Session 3: A future of opportunities
After a fascinating mosaic of talks on applications of genomics in session 2, we started to look at the future in this third session on innovations and opportunities for increased utilisation of genomic data for biodiversity characterisation and conservation. This penultimate session was chaired by Camila Mazzoni (Leibniz Institute for Zoo and Wildlife Research, BGE) and covered a wide range of topics from researchers that are in the forefront of innovation development for biodiversity genomics.
Above: Speakers of session 3 of the day of BGE at BG23 (top left corner: Camila Mazzoni, chair of session 3)
The topics covered ‘pollinator biomonitoring’, ‘dark-taxon barcoding’, ‘monitoring biodiversity from airborne DNA’, ‘monitoring genetic diversity’ and ‘from genomes to conservation’. Several challenges were discussed, ranging from some lack of funding for getting certain devices out there that would be quite useful for biodiversity monitoring, to the fact that working with historic DNA can be a real ‘minefield’ requiring a lot of testing, adjustments and damage corrections.
This session also covered, for example, the question how genomics can be efficiently used in the short term to guide translocations or reintroductions of species that are endangered or whose populations have shrunk. An important issue, since we are already at the point where we can start doing this. Session 3 left us even more curious about the future of possibilities!
Above: BGE’s day at BG23 focused on the future of genomics for characterisation and conservation of biodiversity.
Session 4: Panel: maximising impact
The final session of the day was a crucial discussion exploring what we need to do to maximise the impact of major biodiversity genomic projects in meeting stakeholder needs. ‘What are big opportunities / obstacles so that DNA and genomic data are more effectively used for biomonitoring of biodiversity and conservation?’ was the question at the center of this panel discussion. Chaired by Pete Hollingsworth (Royal Botanic Garden Edinburgh, BGE), the panel included a wide representation of expertise: Magda Bou Dagher Kharrat (European Forest Institute); Tiina Laamanen (Finnish Environment Institute); Charlotte Germain-Aubrey (Secretariat for the Convention on Biological Diversity); Michael Traugott (Sinsoma GmbH and University of Innsbruck); Elena Buzan (University of Primorska); and Pedro Beja (CIBIO Research Center in Biodiversity and Genetic Resources).

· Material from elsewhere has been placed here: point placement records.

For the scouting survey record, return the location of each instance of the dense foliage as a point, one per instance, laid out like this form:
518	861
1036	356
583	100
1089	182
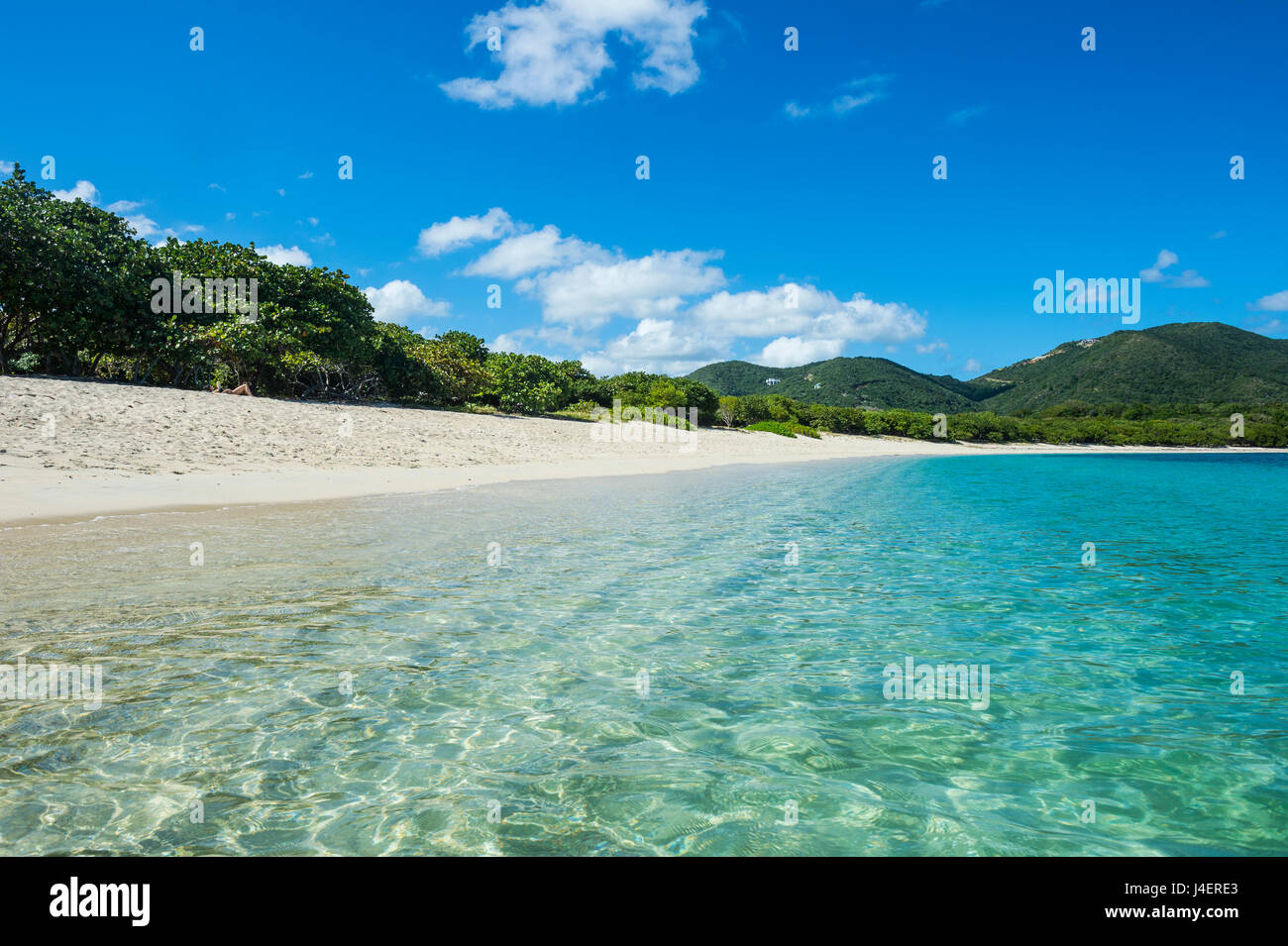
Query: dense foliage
1184	364
78	296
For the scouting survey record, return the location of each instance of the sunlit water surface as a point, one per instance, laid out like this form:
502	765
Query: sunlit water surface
500	708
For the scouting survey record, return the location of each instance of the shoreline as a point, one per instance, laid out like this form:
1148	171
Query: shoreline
123	450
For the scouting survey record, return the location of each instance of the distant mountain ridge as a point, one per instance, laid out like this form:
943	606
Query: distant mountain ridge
1185	362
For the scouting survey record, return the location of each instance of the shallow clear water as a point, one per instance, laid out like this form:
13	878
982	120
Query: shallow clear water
515	687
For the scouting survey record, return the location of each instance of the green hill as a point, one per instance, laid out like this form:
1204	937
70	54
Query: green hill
1181	364
870	382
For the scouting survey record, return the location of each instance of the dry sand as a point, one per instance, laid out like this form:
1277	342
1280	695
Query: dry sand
73	450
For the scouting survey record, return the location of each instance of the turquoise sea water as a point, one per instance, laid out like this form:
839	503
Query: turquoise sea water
500	708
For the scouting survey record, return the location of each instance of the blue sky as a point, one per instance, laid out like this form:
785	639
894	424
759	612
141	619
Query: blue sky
768	168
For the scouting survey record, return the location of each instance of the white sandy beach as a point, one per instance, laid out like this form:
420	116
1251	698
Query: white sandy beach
75	450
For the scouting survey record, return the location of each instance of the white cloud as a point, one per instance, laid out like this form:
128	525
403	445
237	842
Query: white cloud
282	255
655	345
1189	279
527	253
84	190
553	52
1166	258
815	315
1276	301
400	301
787	353
857	93
463	231
591	292
965	115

The conversation covered a number of important topics and advice. The panel highlighted, for example, that stakeholders have a huge knowledge gap on why genomics can be useful and even what it actually is – a gap that needs to be bridged by involving them as early as possible. Likewise, we need to bridge the gap between research and practical application (taking into account the diversity between countries), and we need to open up the world of stakeholders more widely. Indigenous people are the most efficient at conservation, which means we need to bypass governments or policy makers to work with them. Moreover, issues such as the lack of common standards, the combinability of genomic/genetic methods with standard methodology, the importance of species-level identification and the key role science communicators can play in communicating results to end users were also discussed.
Above: Speakers of session 4 of the day of BGE at BG23 (top left corner: Pete Hollingsworth, chair of the panel)
Key closing remarks of the panel were:
- The importance of local knowledge to make science more democratized
- The fact that we should build trust between researchers and stakeholders
- The involvement of stakeholders in the research process to maximise the impact
- The importance of standardized methods
We would like to thank everyone for attending the BGE day during Biodiversity Genomics 2023, a truly successful day of fascinating discussions that would not have been possible without all of our wonderful speakers!